Quando ainda era estudante em Paris, confessou
à mãe que desejava ardentemente criar uma família, porém o temor de não poder
proteger os filhos deve tê-lo preocupado bastante. Os riscos de sua profissão
não eram a única razão. Vivia obcecado por seu estado de saúde, inquietação que
poderia ser atribuída à brusca morte do pai aos 41 anos, deixando a esposa
sozinha com cinco crianças.
Talvez tenha interpretado o
desaparecimento prematuro de François e Marie-Madeleine como sinais de fatores
hereditários problemáticos, porém a morte de Melchior, o bebê de Gabrielle,
traumatizou-o ainda mais.
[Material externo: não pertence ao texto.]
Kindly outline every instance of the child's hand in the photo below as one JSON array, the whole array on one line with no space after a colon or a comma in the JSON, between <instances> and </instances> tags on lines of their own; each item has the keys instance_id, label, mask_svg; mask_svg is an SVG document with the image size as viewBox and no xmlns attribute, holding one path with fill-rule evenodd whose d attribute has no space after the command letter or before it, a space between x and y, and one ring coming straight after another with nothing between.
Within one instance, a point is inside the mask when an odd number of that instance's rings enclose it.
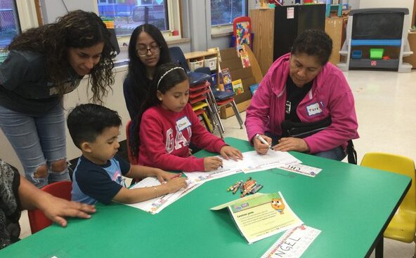
<instances>
[{"instance_id":1,"label":"child's hand","mask_svg":"<svg viewBox=\"0 0 416 258\"><path fill-rule=\"evenodd\" d=\"M169 179L165 185L169 193L174 193L181 188L186 188L188 184L185 177L176 177Z\"/></svg>"},{"instance_id":2,"label":"child's hand","mask_svg":"<svg viewBox=\"0 0 416 258\"><path fill-rule=\"evenodd\" d=\"M219 157L204 158L204 168L205 171L215 170L223 165L223 160Z\"/></svg>"},{"instance_id":3,"label":"child's hand","mask_svg":"<svg viewBox=\"0 0 416 258\"><path fill-rule=\"evenodd\" d=\"M235 161L237 161L238 159L242 159L241 151L228 145L223 146L219 151L219 154L227 161L230 158Z\"/></svg>"},{"instance_id":4,"label":"child's hand","mask_svg":"<svg viewBox=\"0 0 416 258\"><path fill-rule=\"evenodd\" d=\"M164 184L165 181L169 181L171 178L178 175L178 174L166 172L159 168L155 168L155 170L156 177L157 177L157 180L160 184Z\"/></svg>"}]
</instances>

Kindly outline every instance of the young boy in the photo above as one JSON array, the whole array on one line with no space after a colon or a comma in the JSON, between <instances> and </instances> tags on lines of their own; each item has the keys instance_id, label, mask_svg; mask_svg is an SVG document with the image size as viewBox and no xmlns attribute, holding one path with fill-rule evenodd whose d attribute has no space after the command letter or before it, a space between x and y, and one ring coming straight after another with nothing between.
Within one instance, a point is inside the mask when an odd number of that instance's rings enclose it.
<instances>
[{"instance_id":1,"label":"young boy","mask_svg":"<svg viewBox=\"0 0 416 258\"><path fill-rule=\"evenodd\" d=\"M186 186L185 179L176 177L177 174L130 165L115 156L120 146L117 139L122 124L117 111L95 104L81 104L70 111L67 124L74 144L82 151L72 176L72 201L134 203ZM162 185L129 189L122 175L157 177Z\"/></svg>"}]
</instances>

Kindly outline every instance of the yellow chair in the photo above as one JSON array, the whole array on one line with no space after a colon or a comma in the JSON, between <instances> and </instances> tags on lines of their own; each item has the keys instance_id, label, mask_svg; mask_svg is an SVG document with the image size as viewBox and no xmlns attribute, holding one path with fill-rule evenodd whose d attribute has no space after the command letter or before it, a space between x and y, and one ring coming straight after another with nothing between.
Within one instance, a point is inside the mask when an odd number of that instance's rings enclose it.
<instances>
[{"instance_id":1,"label":"yellow chair","mask_svg":"<svg viewBox=\"0 0 416 258\"><path fill-rule=\"evenodd\" d=\"M413 161L402 156L371 152L364 156L360 165L410 177L410 188L387 226L384 236L405 243L416 243L416 187Z\"/></svg>"}]
</instances>

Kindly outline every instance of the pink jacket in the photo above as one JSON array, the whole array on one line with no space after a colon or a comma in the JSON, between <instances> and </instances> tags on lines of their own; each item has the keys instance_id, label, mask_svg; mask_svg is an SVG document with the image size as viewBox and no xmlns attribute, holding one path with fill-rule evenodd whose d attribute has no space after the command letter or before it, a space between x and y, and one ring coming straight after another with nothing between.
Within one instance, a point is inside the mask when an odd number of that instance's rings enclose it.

Em Correio Sul e Voo Noturno podem ser encontradas
longas referências à doença fatal de uma criança. Essas alusões estão dentro do
contexto no primeiro romance, porém em Voo Noturno parecem mais uma tentativa
de livrar-se da obsessão de uma injustiça.
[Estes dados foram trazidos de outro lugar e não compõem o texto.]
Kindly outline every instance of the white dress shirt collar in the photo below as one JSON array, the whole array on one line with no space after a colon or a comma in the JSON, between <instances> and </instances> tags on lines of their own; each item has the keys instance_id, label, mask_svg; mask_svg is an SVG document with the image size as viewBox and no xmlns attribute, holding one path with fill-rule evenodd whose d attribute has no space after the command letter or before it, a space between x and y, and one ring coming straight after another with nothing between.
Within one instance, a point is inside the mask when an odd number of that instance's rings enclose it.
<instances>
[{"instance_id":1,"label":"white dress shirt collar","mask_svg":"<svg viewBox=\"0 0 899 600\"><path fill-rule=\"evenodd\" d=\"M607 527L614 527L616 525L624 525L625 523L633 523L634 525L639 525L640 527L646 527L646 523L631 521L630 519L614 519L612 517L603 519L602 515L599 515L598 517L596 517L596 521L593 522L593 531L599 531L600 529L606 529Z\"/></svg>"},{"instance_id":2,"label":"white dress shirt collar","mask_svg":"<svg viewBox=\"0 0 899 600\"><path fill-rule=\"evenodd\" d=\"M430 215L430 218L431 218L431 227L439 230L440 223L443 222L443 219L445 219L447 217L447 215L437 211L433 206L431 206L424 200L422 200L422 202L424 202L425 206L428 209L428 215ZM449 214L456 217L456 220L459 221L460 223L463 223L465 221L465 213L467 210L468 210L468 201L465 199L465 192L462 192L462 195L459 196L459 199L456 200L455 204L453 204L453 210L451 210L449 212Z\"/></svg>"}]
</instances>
Excetuando essa ansiedade, sua
incapacidade de aceitar o mundo adulto é interpretada em O Pequeno Príncipe como o receio de que a passagem irreversível da
infância à maturidade mate a essência sublime da infância. Esse tema aparecera anteriormente,
nas entrelinhas, num artigo de 1935 para o Paris-Soir,
redigido por ocasião de uma viagem à Europa central. Saint-Exupéry retocou mais
tarde esse texto, que constitui as últimas páginas de Terra dos Homens.
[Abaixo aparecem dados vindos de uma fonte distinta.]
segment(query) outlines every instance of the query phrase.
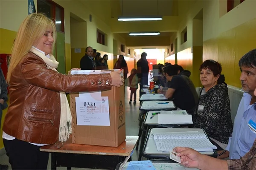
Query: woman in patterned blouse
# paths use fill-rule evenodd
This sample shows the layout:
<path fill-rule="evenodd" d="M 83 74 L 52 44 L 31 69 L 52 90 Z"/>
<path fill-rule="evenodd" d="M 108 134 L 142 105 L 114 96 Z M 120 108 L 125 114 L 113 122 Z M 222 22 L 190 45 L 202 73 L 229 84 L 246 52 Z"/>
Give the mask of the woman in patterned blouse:
<path fill-rule="evenodd" d="M 207 60 L 199 69 L 204 87 L 192 115 L 194 128 L 204 129 L 217 144 L 227 144 L 233 125 L 227 86 L 224 75 L 221 74 L 221 65 L 214 60 Z"/>

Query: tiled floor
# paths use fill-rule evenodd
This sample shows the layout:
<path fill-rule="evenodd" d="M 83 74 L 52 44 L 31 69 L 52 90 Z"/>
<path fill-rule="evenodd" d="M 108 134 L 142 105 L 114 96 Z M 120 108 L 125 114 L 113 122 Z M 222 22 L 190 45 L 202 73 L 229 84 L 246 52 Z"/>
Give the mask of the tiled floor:
<path fill-rule="evenodd" d="M 125 121 L 126 128 L 126 135 L 137 136 L 139 132 L 139 121 L 138 118 L 139 116 L 140 102 L 139 102 L 139 90 L 137 91 L 137 102 L 134 105 L 129 104 L 130 100 L 130 91 L 128 88 L 126 89 L 125 92 Z M 132 159 L 133 160 L 137 160 L 138 157 L 138 151 L 134 151 Z M 49 158 L 47 169 L 51 169 L 51 158 Z M 11 170 L 11 166 L 8 162 L 8 157 L 6 154 L 1 156 L 1 164 L 7 164 L 9 165 L 9 169 Z M 64 167 L 57 167 L 58 170 L 66 170 L 67 168 Z M 83 168 L 72 168 L 72 170 L 85 169 Z"/>

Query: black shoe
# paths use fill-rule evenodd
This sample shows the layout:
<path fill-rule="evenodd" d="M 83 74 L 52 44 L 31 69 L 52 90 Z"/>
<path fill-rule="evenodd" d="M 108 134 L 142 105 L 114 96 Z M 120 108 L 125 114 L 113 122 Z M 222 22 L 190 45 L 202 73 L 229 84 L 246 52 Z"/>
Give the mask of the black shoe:
<path fill-rule="evenodd" d="M 8 165 L 0 164 L 0 170 L 8 170 L 9 166 Z"/>

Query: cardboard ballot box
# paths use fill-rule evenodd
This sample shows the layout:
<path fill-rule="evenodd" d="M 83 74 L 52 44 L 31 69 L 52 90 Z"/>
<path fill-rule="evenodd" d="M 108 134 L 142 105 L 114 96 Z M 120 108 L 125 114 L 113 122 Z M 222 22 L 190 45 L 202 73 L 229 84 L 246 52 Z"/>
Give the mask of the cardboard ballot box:
<path fill-rule="evenodd" d="M 71 74 L 114 71 L 72 71 Z M 123 142 L 125 139 L 124 91 L 123 85 L 113 86 L 109 91 L 70 94 L 72 143 L 117 147 Z"/>

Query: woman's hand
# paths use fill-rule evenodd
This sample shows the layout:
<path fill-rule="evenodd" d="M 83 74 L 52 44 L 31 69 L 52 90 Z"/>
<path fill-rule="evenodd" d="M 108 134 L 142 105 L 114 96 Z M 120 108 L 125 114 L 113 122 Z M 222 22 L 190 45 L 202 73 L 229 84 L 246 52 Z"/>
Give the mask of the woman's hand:
<path fill-rule="evenodd" d="M 180 164 L 189 168 L 198 168 L 200 158 L 203 156 L 197 151 L 188 147 L 176 147 L 173 151 L 180 157 Z"/>
<path fill-rule="evenodd" d="M 117 71 L 113 71 L 110 73 L 112 82 L 112 85 L 119 87 L 123 85 L 125 82 L 125 79 L 122 78 L 121 73 L 122 70 L 119 70 Z"/>
<path fill-rule="evenodd" d="M 71 71 L 72 71 L 72 70 L 81 70 L 81 68 L 72 68 L 72 69 L 71 69 L 70 70 L 70 71 L 68 71 L 68 74 L 67 74 L 67 75 L 70 75 L 70 73 L 71 73 Z"/>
Durante uma viagem de trem,
Saint-Exupéry ficara impressionado com o rosto angelical de um filho de
camponeses, adormecido entre o pai e a mãe. “Desse casal nascera uma espécie de
fruto dourado. Desses farrapos ordinários nascera essa obra-prima de encanto e
graça. Debrucei-me sobre essa testa lisa, sobre esse doce trejeito dos lábios e
disse a mim mesmo: eis aqui um rosto de músico. Eis aqui Mozart menino, eis
aqui uma bela promessa da vida. Os pequenos príncipes das lendas não deviam ser
diferentes dele: protegido, rodeado de cuidados, educado, o que não poderia se
tornar! Quando nos jardins nasce por mutação uma nova rosa, todos os
jardineiros se emocionam. A rosa é isolada, cuidada, privilegiada. Não existem,
porém, jardineiros de homens. Mozart menino será marcado como os outros pela
máquina trituradora. Uma das maiores alegrias de Mozart será tocar uma música
apodrecida no fedor dos cafés-concertos. Mozart está condenado.”
O trecho acaba com as seguintes
palavras: “O que me atormenta não são essas cavidades, nem essas corcundas, nem
essa feiura. É que, em cada um desses homens, existe um Mozart assassinado.”